If the Free Corps of 1814 were treated with leniency by the first Restoration of the Monarchy, it was not the same story for those of 1815. The Summary Courts were delighted, though it must be admitted that not all these, sometimes very disparate, units had shown exemplary behaviour. Death sentences were pronounced and sometimes executed. Several leaders of these corps took to self-exile, both to evade a justice eager for revenge, but also in order to lend a hand to various revolutionary movements around the world.
Organized too late, the Free Corps suffered from a lack of enthusiasm of the people who feared reprisals and who aspired to peace after so many years of uninterrupted conflict. We should, however, salute those who, in the twilight of the Empire, tried desperately to overcome the impossible.
Napoleon. The final autopsy
by Dr. Alain Goldcher
The autopsy of Napoleon at St. Helena was the subject of several reports and letters written by the twenty witnesses that were present. Except the memoirs of Antommarchi in 1825, all describe a single lesion that involving the stomach. Based on the suspicion of their glorious patient and on the famous 1825 report, hereditary gastric cancer is often cited. However, the report of Charles Bonaparte describes a tumor with a benign appearance without any reference to cancer.
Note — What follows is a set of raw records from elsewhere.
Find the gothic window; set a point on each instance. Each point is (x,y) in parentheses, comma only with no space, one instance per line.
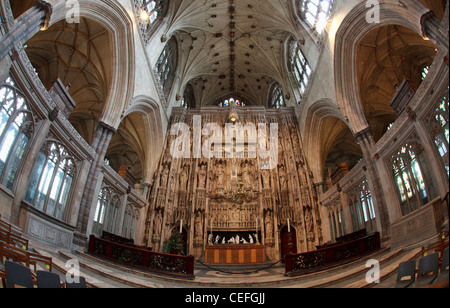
(230,102)
(16,130)
(315,13)
(362,210)
(409,178)
(51,180)
(108,204)
(166,66)
(188,100)
(276,99)
(299,67)
(439,125)
(425,72)
(130,222)
(367,202)
(150,14)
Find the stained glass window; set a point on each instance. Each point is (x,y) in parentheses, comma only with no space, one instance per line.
(149,14)
(51,180)
(316,13)
(276,99)
(299,67)
(409,179)
(16,130)
(439,126)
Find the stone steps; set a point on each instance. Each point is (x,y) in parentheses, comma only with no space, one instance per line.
(101,273)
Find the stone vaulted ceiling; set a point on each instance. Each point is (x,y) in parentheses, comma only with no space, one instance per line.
(232,48)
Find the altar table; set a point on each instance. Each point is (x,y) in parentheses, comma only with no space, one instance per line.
(235,254)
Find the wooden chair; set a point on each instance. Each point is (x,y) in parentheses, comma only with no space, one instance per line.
(406,274)
(48,280)
(78,282)
(428,270)
(443,275)
(18,275)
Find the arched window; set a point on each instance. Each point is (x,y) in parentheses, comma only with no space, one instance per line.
(409,178)
(362,210)
(51,180)
(166,67)
(16,130)
(439,125)
(130,222)
(315,13)
(299,66)
(188,100)
(108,204)
(276,99)
(230,102)
(150,14)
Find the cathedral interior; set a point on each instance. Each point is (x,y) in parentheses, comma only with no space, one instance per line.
(277,127)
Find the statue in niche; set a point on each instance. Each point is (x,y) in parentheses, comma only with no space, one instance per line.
(220,175)
(202,176)
(184,178)
(246,176)
(283,178)
(198,226)
(269,226)
(164,176)
(158,223)
(309,220)
(266,178)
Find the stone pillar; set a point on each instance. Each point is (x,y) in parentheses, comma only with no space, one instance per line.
(365,140)
(28,24)
(432,29)
(24,175)
(100,145)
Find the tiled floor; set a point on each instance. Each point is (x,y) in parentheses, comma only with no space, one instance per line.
(103,274)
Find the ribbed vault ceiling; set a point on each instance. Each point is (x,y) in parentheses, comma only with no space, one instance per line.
(221,59)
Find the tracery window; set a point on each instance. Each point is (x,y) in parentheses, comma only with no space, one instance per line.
(276,99)
(362,210)
(188,100)
(315,13)
(410,179)
(51,180)
(16,130)
(299,66)
(130,222)
(108,204)
(231,102)
(166,66)
(439,125)
(150,14)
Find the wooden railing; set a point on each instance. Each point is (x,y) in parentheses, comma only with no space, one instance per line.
(160,263)
(327,257)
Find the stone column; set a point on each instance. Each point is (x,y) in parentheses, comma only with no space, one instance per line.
(28,24)
(24,175)
(100,145)
(365,140)
(432,29)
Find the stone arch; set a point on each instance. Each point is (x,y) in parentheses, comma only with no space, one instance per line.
(352,29)
(117,21)
(314,128)
(145,112)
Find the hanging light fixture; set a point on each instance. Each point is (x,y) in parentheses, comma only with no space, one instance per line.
(233,116)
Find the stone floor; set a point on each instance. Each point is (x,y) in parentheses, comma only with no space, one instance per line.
(103,274)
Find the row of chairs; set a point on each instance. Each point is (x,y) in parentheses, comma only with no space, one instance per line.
(428,273)
(10,236)
(20,276)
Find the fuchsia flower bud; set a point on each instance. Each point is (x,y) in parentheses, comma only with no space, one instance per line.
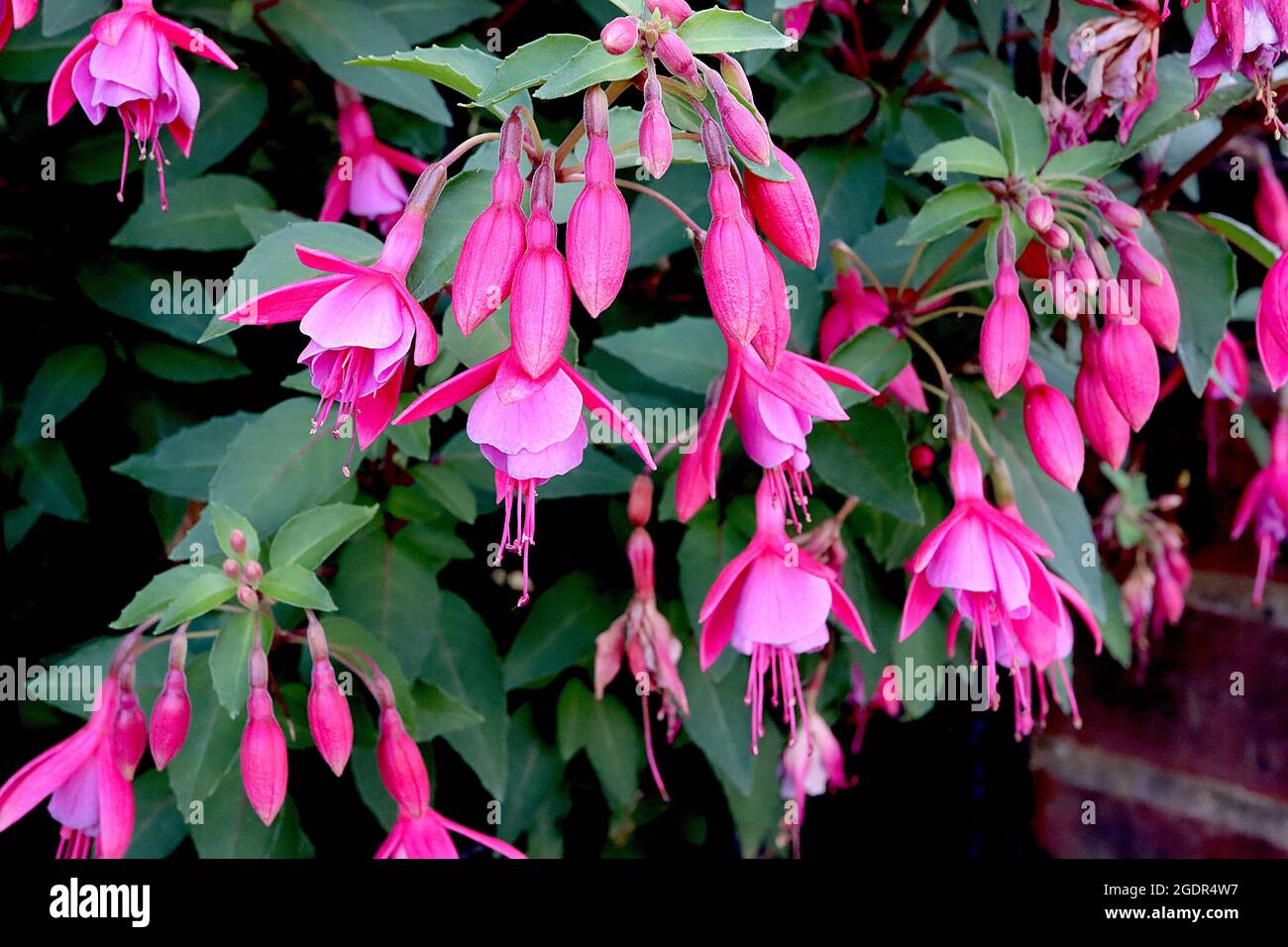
(599,226)
(677,56)
(786,211)
(656,145)
(330,720)
(1103,424)
(1052,429)
(621,35)
(733,257)
(743,128)
(542,298)
(1270,206)
(171,714)
(490,252)
(1004,341)
(263,749)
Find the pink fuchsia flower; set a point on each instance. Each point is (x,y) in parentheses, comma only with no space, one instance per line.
(85,777)
(14,14)
(366,179)
(1273,322)
(419,832)
(772,603)
(128,63)
(987,560)
(855,309)
(1265,502)
(361,321)
(599,226)
(528,429)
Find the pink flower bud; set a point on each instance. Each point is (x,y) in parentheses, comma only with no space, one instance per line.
(493,245)
(678,59)
(1128,367)
(402,768)
(733,257)
(1038,214)
(656,145)
(1004,341)
(542,296)
(1103,424)
(263,748)
(1052,429)
(743,129)
(621,35)
(786,211)
(599,224)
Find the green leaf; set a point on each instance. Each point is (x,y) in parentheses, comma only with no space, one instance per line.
(1203,269)
(729,31)
(867,458)
(335,33)
(1020,131)
(559,633)
(59,385)
(308,538)
(202,215)
(961,157)
(827,105)
(589,67)
(296,585)
(948,211)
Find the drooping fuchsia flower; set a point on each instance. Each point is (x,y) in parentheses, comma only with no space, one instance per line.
(1265,500)
(987,560)
(643,635)
(528,429)
(772,602)
(599,226)
(419,832)
(14,14)
(361,321)
(86,777)
(127,63)
(1273,324)
(366,179)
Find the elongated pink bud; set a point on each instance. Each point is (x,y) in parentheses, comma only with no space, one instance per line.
(599,226)
(1103,424)
(542,296)
(621,35)
(733,258)
(656,145)
(786,211)
(1128,367)
(171,714)
(330,720)
(402,768)
(263,749)
(746,133)
(678,59)
(490,253)
(1004,341)
(1052,429)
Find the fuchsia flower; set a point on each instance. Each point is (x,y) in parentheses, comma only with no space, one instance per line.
(772,602)
(366,179)
(86,777)
(599,226)
(127,63)
(14,14)
(1265,500)
(528,429)
(987,560)
(361,321)
(419,832)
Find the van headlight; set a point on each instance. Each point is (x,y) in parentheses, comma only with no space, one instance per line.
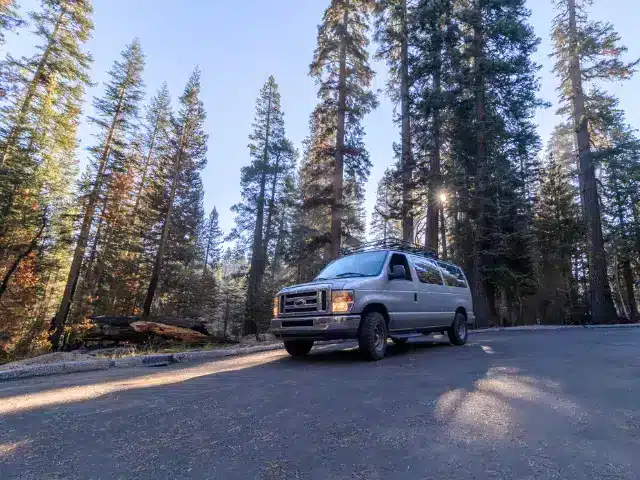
(342,301)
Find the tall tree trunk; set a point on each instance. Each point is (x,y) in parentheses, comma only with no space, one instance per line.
(83,238)
(338,174)
(16,263)
(407,157)
(268,235)
(256,270)
(435,179)
(632,305)
(481,291)
(18,126)
(276,255)
(602,308)
(157,265)
(443,234)
(227,312)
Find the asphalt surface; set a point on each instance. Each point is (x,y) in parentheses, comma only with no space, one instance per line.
(515,405)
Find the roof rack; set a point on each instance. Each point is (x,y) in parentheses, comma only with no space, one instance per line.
(390,244)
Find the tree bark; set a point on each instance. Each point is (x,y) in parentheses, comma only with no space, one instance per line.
(602,308)
(16,263)
(632,305)
(407,157)
(272,202)
(256,270)
(443,234)
(78,255)
(276,254)
(157,265)
(435,180)
(338,174)
(18,126)
(482,304)
(145,169)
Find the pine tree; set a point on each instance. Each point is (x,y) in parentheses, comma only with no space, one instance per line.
(63,25)
(214,239)
(558,231)
(433,59)
(116,112)
(38,145)
(341,69)
(495,85)
(144,216)
(9,18)
(618,152)
(392,34)
(586,52)
(272,156)
(180,187)
(384,219)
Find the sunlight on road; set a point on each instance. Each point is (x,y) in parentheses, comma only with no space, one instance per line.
(488,410)
(7,449)
(80,393)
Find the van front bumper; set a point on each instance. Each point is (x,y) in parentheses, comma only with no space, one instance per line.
(326,327)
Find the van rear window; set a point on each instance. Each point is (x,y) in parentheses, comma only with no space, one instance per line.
(453,276)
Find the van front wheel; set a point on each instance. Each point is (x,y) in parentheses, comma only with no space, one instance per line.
(372,338)
(458,330)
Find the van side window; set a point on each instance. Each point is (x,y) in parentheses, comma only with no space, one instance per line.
(453,276)
(428,273)
(399,259)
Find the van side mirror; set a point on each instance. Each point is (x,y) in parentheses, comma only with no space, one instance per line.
(398,273)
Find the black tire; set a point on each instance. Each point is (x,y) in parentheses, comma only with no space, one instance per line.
(372,338)
(298,348)
(458,331)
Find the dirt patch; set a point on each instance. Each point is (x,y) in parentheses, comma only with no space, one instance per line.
(132,351)
(55,357)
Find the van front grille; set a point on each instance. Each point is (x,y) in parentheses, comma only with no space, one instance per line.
(301,303)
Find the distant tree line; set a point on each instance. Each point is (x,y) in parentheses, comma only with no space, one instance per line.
(545,233)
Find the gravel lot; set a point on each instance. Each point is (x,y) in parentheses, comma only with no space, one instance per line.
(508,405)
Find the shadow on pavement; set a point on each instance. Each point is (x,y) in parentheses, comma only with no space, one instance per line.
(535,406)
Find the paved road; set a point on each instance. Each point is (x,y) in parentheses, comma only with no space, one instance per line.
(517,405)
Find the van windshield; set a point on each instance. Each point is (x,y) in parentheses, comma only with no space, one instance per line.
(368,264)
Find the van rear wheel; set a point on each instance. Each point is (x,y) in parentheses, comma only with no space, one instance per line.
(298,348)
(458,332)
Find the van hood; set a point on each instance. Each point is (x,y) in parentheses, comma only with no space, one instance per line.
(335,284)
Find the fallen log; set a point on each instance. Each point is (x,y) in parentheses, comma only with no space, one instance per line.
(169,331)
(199,325)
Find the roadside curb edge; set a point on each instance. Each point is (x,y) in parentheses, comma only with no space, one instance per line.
(543,328)
(128,362)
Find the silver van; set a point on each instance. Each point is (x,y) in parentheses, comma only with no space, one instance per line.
(376,291)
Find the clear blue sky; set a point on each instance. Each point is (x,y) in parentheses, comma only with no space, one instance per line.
(238,44)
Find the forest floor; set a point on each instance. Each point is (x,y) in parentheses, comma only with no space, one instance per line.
(133,351)
(521,404)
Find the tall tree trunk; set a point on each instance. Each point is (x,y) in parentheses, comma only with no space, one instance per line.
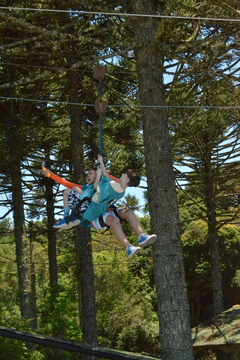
(173,309)
(216,275)
(85,275)
(26,295)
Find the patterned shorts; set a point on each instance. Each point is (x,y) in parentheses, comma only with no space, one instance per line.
(99,223)
(73,199)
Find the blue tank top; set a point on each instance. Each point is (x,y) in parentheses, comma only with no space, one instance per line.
(108,196)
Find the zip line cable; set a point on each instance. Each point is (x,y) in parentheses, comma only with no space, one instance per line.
(120,14)
(124,106)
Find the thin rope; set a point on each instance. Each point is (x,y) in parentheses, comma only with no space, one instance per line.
(125,106)
(120,14)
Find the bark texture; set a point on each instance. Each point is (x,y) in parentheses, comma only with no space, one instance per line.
(173,309)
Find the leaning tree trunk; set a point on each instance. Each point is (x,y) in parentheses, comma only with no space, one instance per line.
(173,308)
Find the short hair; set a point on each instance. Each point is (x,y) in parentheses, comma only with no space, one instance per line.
(134,178)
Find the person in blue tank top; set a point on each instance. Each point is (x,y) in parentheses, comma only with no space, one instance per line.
(108,190)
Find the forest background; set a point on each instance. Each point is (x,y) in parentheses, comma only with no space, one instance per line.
(181,134)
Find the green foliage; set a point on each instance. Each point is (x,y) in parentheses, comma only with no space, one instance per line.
(198,268)
(126,300)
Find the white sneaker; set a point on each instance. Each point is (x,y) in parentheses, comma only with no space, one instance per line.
(132,250)
(146,240)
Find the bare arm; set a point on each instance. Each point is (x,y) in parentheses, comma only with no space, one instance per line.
(98,177)
(104,171)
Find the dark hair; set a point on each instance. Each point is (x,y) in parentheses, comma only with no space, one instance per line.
(134,178)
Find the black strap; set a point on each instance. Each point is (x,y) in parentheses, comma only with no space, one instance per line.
(102,223)
(114,209)
(76,211)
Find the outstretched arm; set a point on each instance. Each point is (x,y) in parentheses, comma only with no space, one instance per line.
(98,177)
(58,179)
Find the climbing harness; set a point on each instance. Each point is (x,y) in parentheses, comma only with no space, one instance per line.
(80,206)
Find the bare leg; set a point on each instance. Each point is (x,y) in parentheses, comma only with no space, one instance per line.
(77,189)
(129,215)
(66,193)
(117,229)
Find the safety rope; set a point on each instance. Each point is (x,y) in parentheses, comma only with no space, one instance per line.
(100,104)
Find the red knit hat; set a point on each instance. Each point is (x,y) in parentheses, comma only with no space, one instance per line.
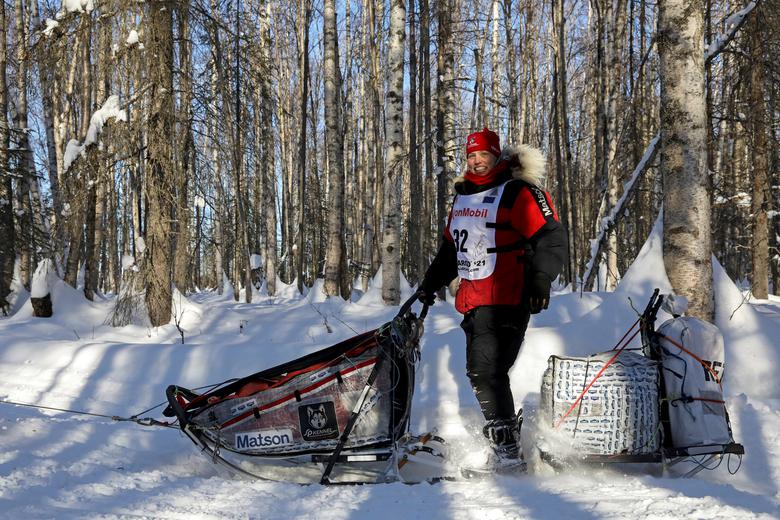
(484,140)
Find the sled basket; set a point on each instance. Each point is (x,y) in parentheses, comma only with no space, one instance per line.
(617,410)
(332,416)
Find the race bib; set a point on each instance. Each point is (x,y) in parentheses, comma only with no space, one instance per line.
(473,238)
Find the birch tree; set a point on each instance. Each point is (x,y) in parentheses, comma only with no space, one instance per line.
(335,145)
(7,234)
(760,154)
(683,152)
(395,156)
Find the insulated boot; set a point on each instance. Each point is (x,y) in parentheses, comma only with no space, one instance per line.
(504,437)
(504,455)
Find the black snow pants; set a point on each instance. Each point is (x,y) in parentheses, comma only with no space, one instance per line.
(494,334)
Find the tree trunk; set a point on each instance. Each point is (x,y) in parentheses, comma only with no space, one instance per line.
(687,242)
(758,128)
(396,154)
(335,149)
(159,182)
(445,117)
(7,232)
(305,13)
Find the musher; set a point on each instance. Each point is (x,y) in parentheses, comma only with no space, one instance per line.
(503,239)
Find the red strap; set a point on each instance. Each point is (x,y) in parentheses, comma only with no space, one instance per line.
(694,356)
(611,360)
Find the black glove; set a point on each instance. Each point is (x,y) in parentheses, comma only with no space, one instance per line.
(538,292)
(425,296)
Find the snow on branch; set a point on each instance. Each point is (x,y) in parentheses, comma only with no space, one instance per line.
(109,109)
(75,6)
(608,222)
(733,24)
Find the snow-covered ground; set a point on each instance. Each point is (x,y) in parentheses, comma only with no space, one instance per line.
(56,465)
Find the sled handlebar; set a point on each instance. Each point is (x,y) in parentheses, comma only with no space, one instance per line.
(407,306)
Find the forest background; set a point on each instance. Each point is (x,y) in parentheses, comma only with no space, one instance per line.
(161,144)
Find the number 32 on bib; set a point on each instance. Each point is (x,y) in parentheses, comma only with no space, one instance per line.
(471,234)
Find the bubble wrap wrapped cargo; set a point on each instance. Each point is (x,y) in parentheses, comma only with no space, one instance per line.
(618,414)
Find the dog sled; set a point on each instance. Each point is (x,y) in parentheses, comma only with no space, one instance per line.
(661,406)
(338,415)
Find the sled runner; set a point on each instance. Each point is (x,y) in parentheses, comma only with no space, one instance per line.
(662,406)
(339,415)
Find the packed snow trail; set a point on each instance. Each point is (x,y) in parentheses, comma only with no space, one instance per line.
(55,465)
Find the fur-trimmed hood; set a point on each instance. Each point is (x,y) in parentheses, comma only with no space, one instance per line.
(525,162)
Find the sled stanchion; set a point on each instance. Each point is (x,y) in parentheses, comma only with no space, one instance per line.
(352,419)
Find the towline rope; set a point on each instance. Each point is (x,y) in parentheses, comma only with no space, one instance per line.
(143,421)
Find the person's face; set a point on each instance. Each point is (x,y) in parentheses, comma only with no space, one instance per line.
(480,162)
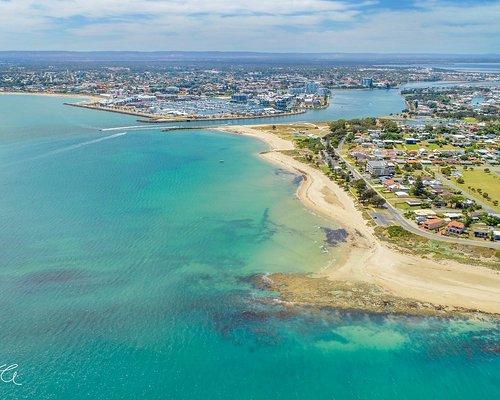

Since 1960, some believe in chronic arsenic poisoning, based on thirty or so symptoms and the levels found in capillary analysis. The purely medical analysis does not support this hypothesis, due to lack of sensitivity and specificity of the symptoms, and of the signs of acute and chronic intoxication and inconsistency of the capillary analyses. The captive Emperor died of chronic gastric hemorrhaging, due to multiple ulcerations of the gastric mucus, due to a past helicobacter pylori infection, stress and melancholy which had lead to lethal blood loss.